Indianz.Com > COVID-19 > New CARES Act lawsuit
Posted: April 22, 2020

The Cheyenne River Sioux Tribe, the Oglala Sioux Tribe and the Rosebud Sioux Tribe have filed a second CARES Act lawsuit.

“COVID-19 is causing devastating harm in Indian Country,” the three tribes write in a complaint filed in federal court on April 22, 2020.

The tribes are suing Secretary of the Treasury Steve Mnuchin. They say the $8 billion coronavirus relief fund should not go to Alaska Native corporations (ANCs).

According to the tribes,  Congress, through Title V of the CARES Act, stated that  “tribal governments” are to benefit from the $8 billion. 

“Nevertheless, Defendant has determined to treat ANCs as ‘tribal governments’ for purposes of making Title V relief payments,” the complaint reads. “The Defendant’s action violates the CARES Act.”
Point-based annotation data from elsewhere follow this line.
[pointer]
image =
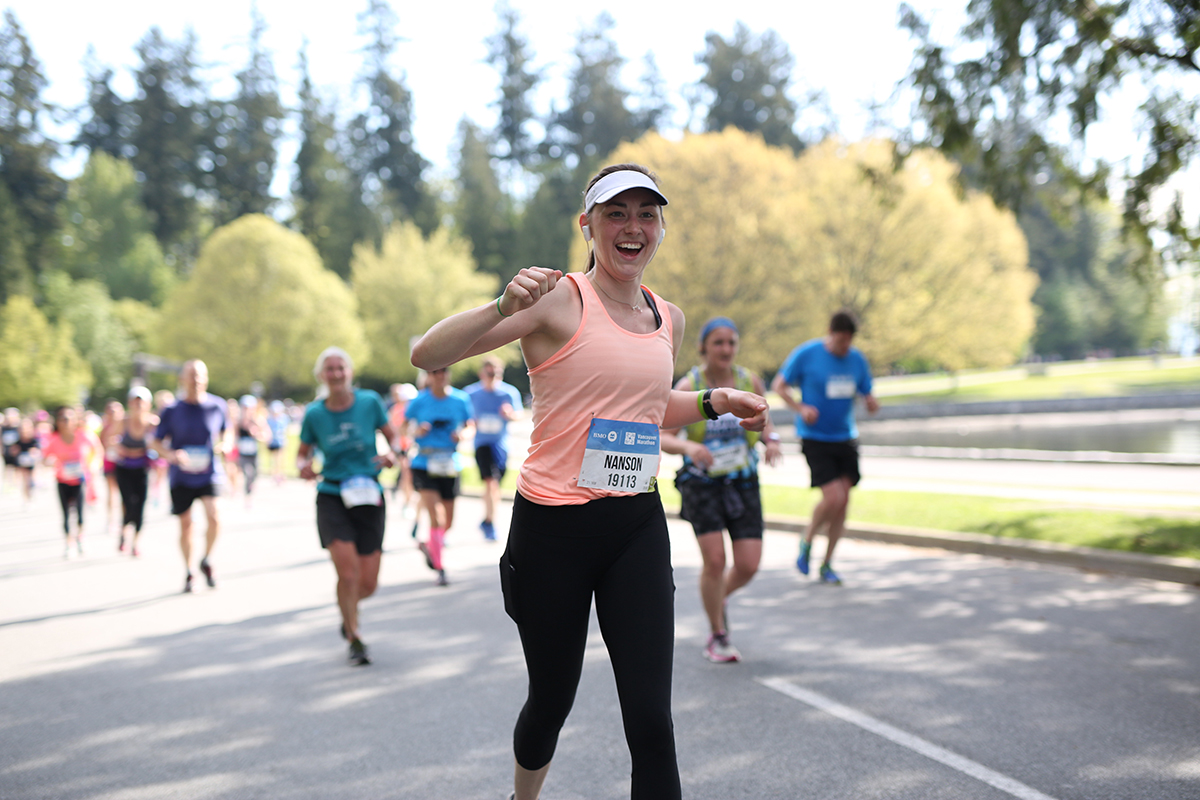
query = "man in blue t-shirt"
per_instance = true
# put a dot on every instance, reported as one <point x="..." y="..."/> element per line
<point x="829" y="374"/>
<point x="190" y="435"/>
<point x="496" y="403"/>
<point x="437" y="417"/>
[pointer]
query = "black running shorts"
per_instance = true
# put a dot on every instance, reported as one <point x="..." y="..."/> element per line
<point x="361" y="524"/>
<point x="828" y="461"/>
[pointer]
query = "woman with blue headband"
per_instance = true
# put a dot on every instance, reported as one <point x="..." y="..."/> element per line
<point x="719" y="482"/>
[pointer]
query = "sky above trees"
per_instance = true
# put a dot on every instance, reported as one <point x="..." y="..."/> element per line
<point x="853" y="50"/>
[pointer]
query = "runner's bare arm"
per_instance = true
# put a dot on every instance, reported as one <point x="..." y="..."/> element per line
<point x="510" y="317"/>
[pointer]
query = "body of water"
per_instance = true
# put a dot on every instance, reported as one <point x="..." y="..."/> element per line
<point x="1175" y="437"/>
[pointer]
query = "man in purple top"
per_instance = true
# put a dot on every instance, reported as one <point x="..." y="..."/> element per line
<point x="191" y="433"/>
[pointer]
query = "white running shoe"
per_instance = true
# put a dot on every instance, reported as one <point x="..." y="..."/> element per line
<point x="719" y="650"/>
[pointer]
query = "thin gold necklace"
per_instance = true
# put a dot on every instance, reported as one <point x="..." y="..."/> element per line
<point x="636" y="307"/>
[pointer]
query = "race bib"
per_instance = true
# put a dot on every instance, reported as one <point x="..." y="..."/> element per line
<point x="441" y="464"/>
<point x="729" y="456"/>
<point x="621" y="456"/>
<point x="361" y="491"/>
<point x="840" y="388"/>
<point x="490" y="423"/>
<point x="198" y="459"/>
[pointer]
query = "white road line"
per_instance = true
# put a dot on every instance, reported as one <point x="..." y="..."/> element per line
<point x="905" y="739"/>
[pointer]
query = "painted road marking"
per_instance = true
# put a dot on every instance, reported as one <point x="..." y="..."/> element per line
<point x="905" y="739"/>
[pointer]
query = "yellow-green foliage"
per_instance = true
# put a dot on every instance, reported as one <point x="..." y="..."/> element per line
<point x="407" y="286"/>
<point x="779" y="242"/>
<point x="39" y="365"/>
<point x="259" y="306"/>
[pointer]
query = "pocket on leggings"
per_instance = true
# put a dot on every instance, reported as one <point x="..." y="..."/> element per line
<point x="508" y="585"/>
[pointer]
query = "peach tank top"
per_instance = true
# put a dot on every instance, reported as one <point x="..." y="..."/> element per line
<point x="603" y="371"/>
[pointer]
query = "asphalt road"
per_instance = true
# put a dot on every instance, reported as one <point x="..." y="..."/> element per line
<point x="929" y="675"/>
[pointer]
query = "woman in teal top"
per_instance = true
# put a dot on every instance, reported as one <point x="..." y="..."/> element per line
<point x="719" y="482"/>
<point x="351" y="510"/>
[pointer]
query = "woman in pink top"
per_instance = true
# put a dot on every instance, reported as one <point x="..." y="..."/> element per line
<point x="71" y="447"/>
<point x="587" y="521"/>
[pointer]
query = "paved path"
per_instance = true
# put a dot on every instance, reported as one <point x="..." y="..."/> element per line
<point x="930" y="675"/>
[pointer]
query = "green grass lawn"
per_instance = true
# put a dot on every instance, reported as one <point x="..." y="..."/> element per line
<point x="1114" y="378"/>
<point x="1133" y="533"/>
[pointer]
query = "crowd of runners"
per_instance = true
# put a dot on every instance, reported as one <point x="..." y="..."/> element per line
<point x="587" y="519"/>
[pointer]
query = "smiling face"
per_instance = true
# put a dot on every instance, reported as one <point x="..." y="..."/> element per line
<point x="195" y="379"/>
<point x="720" y="348"/>
<point x="625" y="230"/>
<point x="65" y="420"/>
<point x="838" y="342"/>
<point x="335" y="373"/>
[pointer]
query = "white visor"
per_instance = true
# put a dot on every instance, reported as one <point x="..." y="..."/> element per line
<point x="613" y="184"/>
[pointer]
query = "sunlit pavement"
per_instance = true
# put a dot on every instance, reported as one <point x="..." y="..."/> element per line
<point x="928" y="675"/>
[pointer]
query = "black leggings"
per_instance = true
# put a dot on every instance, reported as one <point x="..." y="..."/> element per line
<point x="132" y="481"/>
<point x="559" y="557"/>
<point x="71" y="493"/>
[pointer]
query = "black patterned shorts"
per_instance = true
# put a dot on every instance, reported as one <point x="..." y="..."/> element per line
<point x="718" y="505"/>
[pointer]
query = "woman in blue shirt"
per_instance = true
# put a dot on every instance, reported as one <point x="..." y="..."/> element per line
<point x="351" y="510"/>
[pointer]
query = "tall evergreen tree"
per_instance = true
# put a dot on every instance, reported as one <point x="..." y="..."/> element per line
<point x="483" y="212"/>
<point x="107" y="127"/>
<point x="247" y="132"/>
<point x="597" y="116"/>
<point x="749" y="79"/>
<point x="25" y="155"/>
<point x="1051" y="65"/>
<point x="171" y="121"/>
<point x="327" y="196"/>
<point x="653" y="107"/>
<point x="508" y="50"/>
<point x="16" y="277"/>
<point x="384" y="151"/>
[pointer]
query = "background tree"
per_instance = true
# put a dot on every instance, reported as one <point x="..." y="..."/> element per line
<point x="107" y="127"/>
<point x="106" y="233"/>
<point x="325" y="194"/>
<point x="939" y="277"/>
<point x="779" y="242"/>
<point x="259" y="306"/>
<point x="384" y="155"/>
<point x="653" y="107"/>
<point x="597" y="116"/>
<point x="748" y="80"/>
<point x="406" y="286"/>
<point x="171" y="109"/>
<point x="1089" y="296"/>
<point x="39" y="365"/>
<point x="508" y="50"/>
<point x="16" y="277"/>
<point x="1045" y="59"/>
<point x="483" y="211"/>
<point x="25" y="157"/>
<point x="247" y="131"/>
<point x="100" y="337"/>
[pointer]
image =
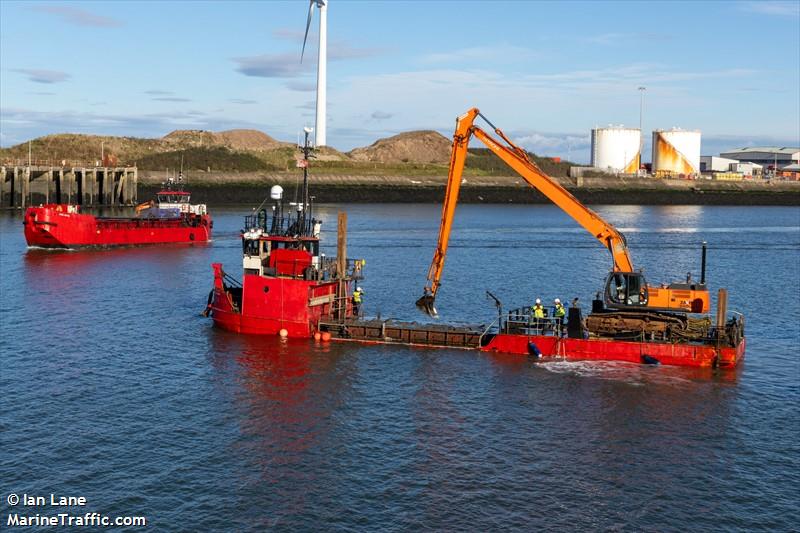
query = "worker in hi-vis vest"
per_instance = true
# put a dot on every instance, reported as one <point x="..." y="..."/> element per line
<point x="559" y="312"/>
<point x="357" y="298"/>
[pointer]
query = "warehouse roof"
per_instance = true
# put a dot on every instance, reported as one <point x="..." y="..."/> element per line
<point x="769" y="149"/>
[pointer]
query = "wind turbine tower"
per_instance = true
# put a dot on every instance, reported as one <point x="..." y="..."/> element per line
<point x="322" y="65"/>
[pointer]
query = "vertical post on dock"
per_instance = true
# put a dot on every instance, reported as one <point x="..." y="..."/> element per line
<point x="341" y="246"/>
<point x="722" y="308"/>
<point x="341" y="263"/>
<point x="26" y="188"/>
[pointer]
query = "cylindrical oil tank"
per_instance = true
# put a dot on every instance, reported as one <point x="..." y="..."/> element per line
<point x="676" y="151"/>
<point x="616" y="149"/>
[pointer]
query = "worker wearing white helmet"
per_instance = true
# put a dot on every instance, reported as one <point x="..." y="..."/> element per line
<point x="559" y="313"/>
<point x="357" y="297"/>
<point x="538" y="310"/>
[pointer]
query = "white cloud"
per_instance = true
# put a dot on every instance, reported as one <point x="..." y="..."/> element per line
<point x="781" y="9"/>
<point x="42" y="75"/>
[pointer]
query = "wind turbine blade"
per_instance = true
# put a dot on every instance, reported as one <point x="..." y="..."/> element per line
<point x="308" y="25"/>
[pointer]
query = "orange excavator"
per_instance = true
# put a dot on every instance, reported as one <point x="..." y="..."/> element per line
<point x="626" y="290"/>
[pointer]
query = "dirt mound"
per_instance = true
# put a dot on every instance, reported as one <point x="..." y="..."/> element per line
<point x="248" y="140"/>
<point x="410" y="147"/>
<point x="187" y="138"/>
<point x="243" y="140"/>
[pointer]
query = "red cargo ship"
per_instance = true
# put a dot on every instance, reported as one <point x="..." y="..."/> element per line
<point x="169" y="218"/>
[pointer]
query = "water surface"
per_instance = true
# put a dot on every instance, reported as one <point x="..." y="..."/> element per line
<point x="114" y="388"/>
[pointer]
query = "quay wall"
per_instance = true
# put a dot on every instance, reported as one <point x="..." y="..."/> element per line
<point x="246" y="188"/>
<point x="25" y="185"/>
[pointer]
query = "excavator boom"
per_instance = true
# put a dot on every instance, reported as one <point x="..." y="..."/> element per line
<point x="518" y="160"/>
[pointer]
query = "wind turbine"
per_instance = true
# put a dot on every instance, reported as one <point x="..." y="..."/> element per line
<point x="322" y="64"/>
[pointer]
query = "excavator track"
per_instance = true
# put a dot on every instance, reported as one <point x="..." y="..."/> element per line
<point x="647" y="324"/>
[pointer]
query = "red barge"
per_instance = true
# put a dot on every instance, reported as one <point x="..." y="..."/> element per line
<point x="169" y="218"/>
<point x="291" y="289"/>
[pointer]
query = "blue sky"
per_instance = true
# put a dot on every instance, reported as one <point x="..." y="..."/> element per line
<point x="544" y="72"/>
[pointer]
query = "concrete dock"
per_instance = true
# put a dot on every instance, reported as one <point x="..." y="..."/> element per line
<point x="23" y="185"/>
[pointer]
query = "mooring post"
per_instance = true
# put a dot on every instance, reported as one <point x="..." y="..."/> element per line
<point x="135" y="186"/>
<point x="722" y="308"/>
<point x="26" y="188"/>
<point x="341" y="262"/>
<point x="3" y="180"/>
<point x="48" y="184"/>
<point x="341" y="246"/>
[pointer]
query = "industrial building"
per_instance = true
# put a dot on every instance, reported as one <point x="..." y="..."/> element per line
<point x="616" y="149"/>
<point x="712" y="163"/>
<point x="676" y="152"/>
<point x="767" y="156"/>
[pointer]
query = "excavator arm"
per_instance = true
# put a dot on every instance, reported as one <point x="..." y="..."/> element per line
<point x="517" y="159"/>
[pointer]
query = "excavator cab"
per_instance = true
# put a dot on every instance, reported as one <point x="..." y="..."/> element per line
<point x="629" y="290"/>
<point x="626" y="289"/>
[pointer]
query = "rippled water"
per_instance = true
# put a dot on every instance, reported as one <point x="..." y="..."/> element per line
<point x="114" y="388"/>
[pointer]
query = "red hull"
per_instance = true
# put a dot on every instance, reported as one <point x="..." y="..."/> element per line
<point x="693" y="355"/>
<point x="52" y="226"/>
<point x="269" y="304"/>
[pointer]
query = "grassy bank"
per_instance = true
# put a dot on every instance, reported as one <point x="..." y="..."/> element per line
<point x="247" y="188"/>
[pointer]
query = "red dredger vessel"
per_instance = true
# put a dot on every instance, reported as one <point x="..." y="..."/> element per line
<point x="290" y="288"/>
<point x="287" y="283"/>
<point x="169" y="218"/>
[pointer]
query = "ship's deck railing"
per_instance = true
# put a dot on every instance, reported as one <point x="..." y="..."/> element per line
<point x="521" y="320"/>
<point x="271" y="224"/>
<point x="326" y="270"/>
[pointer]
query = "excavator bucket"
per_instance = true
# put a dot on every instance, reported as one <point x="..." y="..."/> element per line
<point x="426" y="304"/>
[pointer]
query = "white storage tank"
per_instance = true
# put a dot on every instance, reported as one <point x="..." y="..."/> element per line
<point x="676" y="151"/>
<point x="616" y="149"/>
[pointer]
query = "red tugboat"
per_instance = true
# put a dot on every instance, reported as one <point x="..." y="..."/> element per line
<point x="287" y="283"/>
<point x="169" y="218"/>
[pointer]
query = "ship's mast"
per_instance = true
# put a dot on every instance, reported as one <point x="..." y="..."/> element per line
<point x="303" y="217"/>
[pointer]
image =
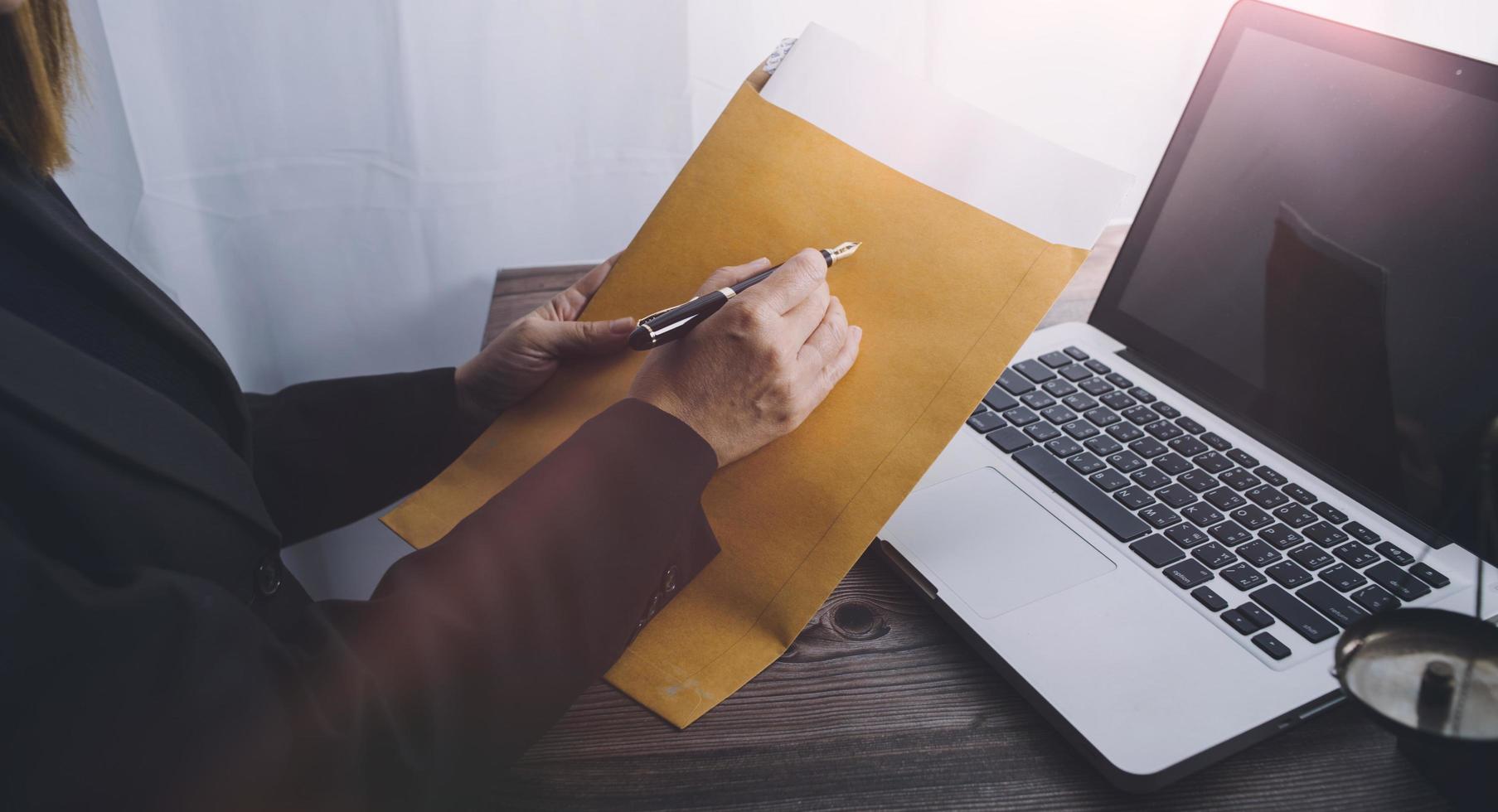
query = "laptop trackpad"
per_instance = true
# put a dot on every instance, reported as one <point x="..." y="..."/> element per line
<point x="992" y="544"/>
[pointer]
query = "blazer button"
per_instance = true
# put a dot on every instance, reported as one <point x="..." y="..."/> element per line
<point x="269" y="578"/>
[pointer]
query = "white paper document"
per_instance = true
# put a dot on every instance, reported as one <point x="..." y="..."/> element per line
<point x="908" y="124"/>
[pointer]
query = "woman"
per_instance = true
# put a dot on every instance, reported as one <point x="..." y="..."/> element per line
<point x="153" y="650"/>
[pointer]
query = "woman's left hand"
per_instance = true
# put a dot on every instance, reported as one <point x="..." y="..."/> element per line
<point x="527" y="352"/>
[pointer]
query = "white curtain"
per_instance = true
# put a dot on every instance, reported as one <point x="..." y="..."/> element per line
<point x="328" y="185"/>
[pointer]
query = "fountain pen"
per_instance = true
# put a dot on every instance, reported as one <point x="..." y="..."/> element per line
<point x="667" y="326"/>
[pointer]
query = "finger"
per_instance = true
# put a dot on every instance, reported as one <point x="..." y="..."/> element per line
<point x="733" y="274"/>
<point x="568" y="304"/>
<point x="824" y="342"/>
<point x="790" y="283"/>
<point x="571" y="339"/>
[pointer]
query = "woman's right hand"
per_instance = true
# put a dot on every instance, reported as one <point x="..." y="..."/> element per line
<point x="757" y="367"/>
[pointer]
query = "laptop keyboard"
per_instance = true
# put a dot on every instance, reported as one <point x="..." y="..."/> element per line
<point x="1271" y="559"/>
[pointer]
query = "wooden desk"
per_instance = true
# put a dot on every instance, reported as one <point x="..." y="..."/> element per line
<point x="878" y="704"/>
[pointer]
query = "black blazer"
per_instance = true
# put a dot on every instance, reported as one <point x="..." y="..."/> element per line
<point x="153" y="650"/>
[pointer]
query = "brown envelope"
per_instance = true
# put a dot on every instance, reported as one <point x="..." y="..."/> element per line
<point x="944" y="294"/>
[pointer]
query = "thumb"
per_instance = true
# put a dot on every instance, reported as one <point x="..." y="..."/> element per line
<point x="565" y="339"/>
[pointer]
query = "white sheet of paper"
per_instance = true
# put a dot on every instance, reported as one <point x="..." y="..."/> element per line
<point x="911" y="126"/>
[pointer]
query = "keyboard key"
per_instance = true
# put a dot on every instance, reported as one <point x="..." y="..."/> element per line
<point x="1214" y="554"/>
<point x="1156" y="550"/>
<point x="1127" y="462"/>
<point x="1185" y="535"/>
<point x="1215" y="441"/>
<point x="1176" y="496"/>
<point x="1055" y="360"/>
<point x="1125" y="432"/>
<point x="1258" y="553"/>
<point x="1429" y="576"/>
<point x="1249" y="517"/>
<point x="1395" y="554"/>
<point x="1241" y="457"/>
<point x="986" y="421"/>
<point x="1058" y="413"/>
<point x="1058" y="389"/>
<point x="1000" y="400"/>
<point x="1241" y="624"/>
<point x="1229" y="532"/>
<point x="1074" y="374"/>
<point x="1281" y="537"/>
<point x="1287" y="574"/>
<point x="1239" y="478"/>
<point x="1295" y="515"/>
<point x="1095" y="387"/>
<point x="1103" y="445"/>
<point x="1295" y="613"/>
<point x="1188" y="574"/>
<point x="1342" y="578"/>
<point x="1009" y="439"/>
<point x="1064" y="447"/>
<point x="1015" y="382"/>
<point x="1223" y="500"/>
<point x="1171" y="463"/>
<point x="1202" y="515"/>
<point x="1132" y="498"/>
<point x="1187" y="445"/>
<point x="1199" y="481"/>
<point x="1362" y="534"/>
<point x="1311" y="556"/>
<point x="1325" y="534"/>
<point x="1375" y="598"/>
<point x="1266" y="496"/>
<point x="1080" y="402"/>
<point x="1034" y="370"/>
<point x="1331" y="604"/>
<point x="1020" y="415"/>
<point x="1271" y="645"/>
<point x="1404" y="585"/>
<point x="1329" y="513"/>
<point x="1163" y="430"/>
<point x="1242" y="576"/>
<point x="1085" y="463"/>
<point x="1080" y="493"/>
<point x="1109" y="480"/>
<point x="1041" y="432"/>
<point x="1271" y="476"/>
<point x="1212" y="462"/>
<point x="1149" y="478"/>
<point x="1356" y="554"/>
<point x="1256" y="615"/>
<point x="1102" y="417"/>
<point x="1208" y="598"/>
<point x="1158" y="515"/>
<point x="1299" y="493"/>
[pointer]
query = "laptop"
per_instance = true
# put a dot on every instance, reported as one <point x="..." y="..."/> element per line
<point x="1158" y="523"/>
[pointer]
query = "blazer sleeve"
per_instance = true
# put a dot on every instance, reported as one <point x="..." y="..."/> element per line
<point x="333" y="452"/>
<point x="167" y="693"/>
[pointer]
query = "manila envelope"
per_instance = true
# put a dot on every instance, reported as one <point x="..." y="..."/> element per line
<point x="944" y="294"/>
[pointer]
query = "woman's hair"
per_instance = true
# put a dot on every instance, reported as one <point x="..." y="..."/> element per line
<point x="38" y="78"/>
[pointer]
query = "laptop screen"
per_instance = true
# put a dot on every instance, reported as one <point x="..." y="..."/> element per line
<point x="1317" y="259"/>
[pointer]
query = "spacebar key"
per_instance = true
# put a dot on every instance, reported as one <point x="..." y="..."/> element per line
<point x="1080" y="493"/>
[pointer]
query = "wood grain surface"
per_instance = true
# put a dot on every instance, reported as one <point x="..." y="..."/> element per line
<point x="878" y="704"/>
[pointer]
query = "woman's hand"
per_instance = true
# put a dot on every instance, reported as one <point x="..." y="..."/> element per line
<point x="757" y="367"/>
<point x="527" y="352"/>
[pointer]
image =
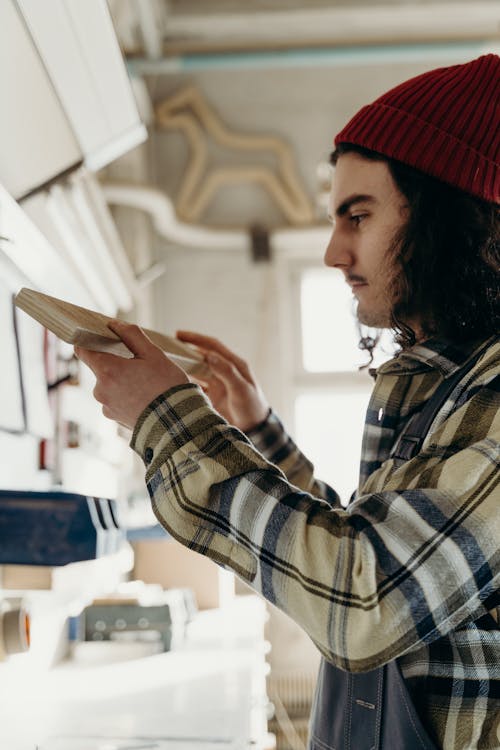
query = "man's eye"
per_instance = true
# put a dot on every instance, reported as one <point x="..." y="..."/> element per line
<point x="356" y="219"/>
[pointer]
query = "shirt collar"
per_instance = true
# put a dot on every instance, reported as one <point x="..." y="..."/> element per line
<point x="434" y="354"/>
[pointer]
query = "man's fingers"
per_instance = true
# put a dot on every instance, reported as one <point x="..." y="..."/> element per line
<point x="97" y="361"/>
<point x="210" y="344"/>
<point x="133" y="337"/>
<point x="226" y="371"/>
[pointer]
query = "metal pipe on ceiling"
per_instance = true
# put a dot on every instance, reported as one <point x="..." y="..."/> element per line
<point x="311" y="57"/>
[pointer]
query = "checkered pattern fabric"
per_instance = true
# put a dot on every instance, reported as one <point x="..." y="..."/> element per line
<point x="409" y="571"/>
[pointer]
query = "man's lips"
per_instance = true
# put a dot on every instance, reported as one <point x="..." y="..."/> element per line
<point x="356" y="284"/>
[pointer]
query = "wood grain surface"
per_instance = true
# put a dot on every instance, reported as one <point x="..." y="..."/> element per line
<point x="89" y="329"/>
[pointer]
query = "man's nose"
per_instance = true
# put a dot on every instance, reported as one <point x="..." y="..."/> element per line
<point x="337" y="254"/>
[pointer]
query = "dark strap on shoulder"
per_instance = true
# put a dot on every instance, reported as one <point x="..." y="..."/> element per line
<point x="410" y="441"/>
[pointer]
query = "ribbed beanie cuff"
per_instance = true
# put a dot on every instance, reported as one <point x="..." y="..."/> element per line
<point x="444" y="123"/>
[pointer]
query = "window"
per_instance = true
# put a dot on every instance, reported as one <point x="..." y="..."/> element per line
<point x="328" y="391"/>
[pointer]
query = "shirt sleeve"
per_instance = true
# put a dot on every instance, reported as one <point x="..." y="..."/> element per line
<point x="412" y="558"/>
<point x="271" y="439"/>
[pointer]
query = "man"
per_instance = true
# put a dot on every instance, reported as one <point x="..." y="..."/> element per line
<point x="399" y="591"/>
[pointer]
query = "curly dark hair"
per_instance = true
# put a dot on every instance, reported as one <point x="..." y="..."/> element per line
<point x="446" y="258"/>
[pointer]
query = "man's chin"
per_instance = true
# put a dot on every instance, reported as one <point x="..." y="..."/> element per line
<point x="372" y="318"/>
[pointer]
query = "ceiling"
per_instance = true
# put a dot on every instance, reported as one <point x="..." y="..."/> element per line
<point x="295" y="71"/>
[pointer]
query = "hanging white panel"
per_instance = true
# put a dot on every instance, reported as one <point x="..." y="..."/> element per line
<point x="77" y="43"/>
<point x="37" y="140"/>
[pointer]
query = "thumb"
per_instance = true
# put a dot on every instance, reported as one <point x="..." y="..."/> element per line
<point x="133" y="337"/>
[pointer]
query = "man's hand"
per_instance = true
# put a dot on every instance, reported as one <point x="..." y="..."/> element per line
<point x="232" y="388"/>
<point x="126" y="386"/>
The first CARES Act lawsuit was filed late on April 16. Six tribes — including three in Alaska — are the original plaintiffs. Five more joined Confederated Tribes of the Chehalis Reservation v. Mnuchin  on April 21.

Nearly every major Indian Country organization is supporting the legal effort. A friend of the court brief will be filed in the case by 7pm Eastern on April 22.

A hearing in the first CARES Act case is scheduled for 3pm Eastern on April 23. It is not clear yet if Cheyenne River, Oglala Sioux and Rosebud will be able to participate but they filed a notice of the original case along with their complaint.

Indianz.Com reported on April 21 that the Department of Treasury had not yet determined how to distribute the funds. The Trump administration’s brief is due by 5pm Eastern on April 22.

The new case is Cheyenne River Sioux Tribe v. Mnuchin. Soon after filing the complaint, the Cheyenne River Sioux Tribe, the Oglala Sioux Tribe and the Rosebud Sioux Tribe asked for a hearing on their motion for a temporary restraining order and preliminary injunction.

“The effect of the Defendant’s illegal appropriation of money away from the Cheyenne River Sioux Tribe, the Rosebud Sioux Tribe, and the Oglala Sioux Tribe threatens imminent bodily and existential harm to the tens of thousands of tribal members now living on both reservations,” the motion reads. “There are simply not enough beds, not enough ventilators, not enough medical staff, and not enough food for the Tribes to handle even a small outbreak without dire consequences.”

The  motion was accompanied by a sworn declaration from Chairman Harold Frazier of the Cheyenne River Sioux Tribe. He said his people need to be sure they have enough resources to address the coronavirus.

“We are taking every step we can to protect our Tribe, but the strain on our human and financial resources is taking its toll,” Frazier states in the declaration. “We have very few trained personnel who can remain on duty for our healthcare, human welfare, and legal facilities because of the number of personnel who are high risk. Those that remain are working around the clock.”

“Without additional funding, we will not be able to continue to offer the protections and support currently in place for our People,” Frazier says. “Termination of those efforts will, in all likelihood, result in greater casualties from the pandemic.”

Additional declarations were filed by David Nelson of the Cheyenne River Sioux Tribe’s COVID-19 Emergency Command Center and by Jessica Four Bear, the tribe’s administrative officer.

Cheyenne River, Rosebud and Oglala are seeking argument on their request for a temporary restraining order and preliminary injunction.